Common Core standards controversy - - The News for South Mississippi

Common Core standards controversy

JACKSON, MS (Mississippi News Now) -

Student standards are more than just the old school reading, writing and arithmetic -- but some conservative leaders in Mississippi aren't ready to give a passing grade to the newest set.

Although it's not federally mandated, Common Core State Standards are being adopted in 48 states across the country. Each state signed on for the program, and the date for full implementation is the 2014-2015 school year.

The Mississippi Department of Education wants to clear the air after concerns surfaced over Common Core standards.

"Common Core is going to be a good thing for our students. It's going to be a good thing for our schools and so make sure you have the right information and right facts when you're making your statements," said James Mason with the Office of Student Assessment.

The Mississippi Conservative Coalition says the system needs more review and listed several concerns in a statement, including race-based standards.

"If the Mississippi Department of Education intends to evaluate children and measures of progress differently based on race as it appears is the case in other states, then we simply can't sit by and allow such a blatant discrimination to occur," said Coalition Chairman Senator Chris McDaniel. "

But the department of education says the coalition is blurring the lines of two different programs.

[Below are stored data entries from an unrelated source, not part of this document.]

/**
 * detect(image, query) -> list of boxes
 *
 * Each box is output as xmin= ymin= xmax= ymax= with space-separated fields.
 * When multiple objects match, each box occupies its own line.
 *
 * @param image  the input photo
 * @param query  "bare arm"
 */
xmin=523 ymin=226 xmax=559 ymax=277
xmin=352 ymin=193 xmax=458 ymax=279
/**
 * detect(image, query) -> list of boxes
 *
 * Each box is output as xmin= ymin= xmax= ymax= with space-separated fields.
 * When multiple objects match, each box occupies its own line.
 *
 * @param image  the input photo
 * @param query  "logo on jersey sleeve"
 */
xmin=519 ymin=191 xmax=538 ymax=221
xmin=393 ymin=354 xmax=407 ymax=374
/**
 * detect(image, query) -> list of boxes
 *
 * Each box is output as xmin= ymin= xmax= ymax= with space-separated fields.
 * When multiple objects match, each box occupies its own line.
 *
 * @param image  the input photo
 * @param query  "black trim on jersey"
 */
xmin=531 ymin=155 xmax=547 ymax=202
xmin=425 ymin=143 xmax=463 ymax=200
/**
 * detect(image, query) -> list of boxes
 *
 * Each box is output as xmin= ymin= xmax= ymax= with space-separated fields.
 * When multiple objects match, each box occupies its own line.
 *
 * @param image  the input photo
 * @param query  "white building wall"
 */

"Nowhere in the common core does it address race-based standards. The confusion I think comes when we look at the flexibility waiver Mississippi submitted last summer. And there are some annual measurable objectives for students by sub group," said Nathan Oakley with the Office of Curriculum and Instruction.

The waiver was the state's request for an extension on a No Child Left Behind requirement. Under that program all students must be on the same proficiency level. There are several subgroups under the waiver, including disability, socioeconomic status, English language learners and ethnicity. Another requirement was for a program that would focus on college and career readiness. That's Common Core.

"It has fewer objectives, fewer standards per grade level, but they go very deep and they get very involved at that grade level," said Tim Martin, Clinton Public School's Assistant Superintendent.

Common Core's central benchmarks are with math and English language arts. But each district determines the specific curriculum.

"We will now be able to compare our students results and our students performance not just with students in Mississippi but across the nation," explained Martin.

The costs for the new testing under Common Core were released Monday, so the state department of education is still calculating what the difference will be. However, officials only expect it to be slightly more costly than what they currently use.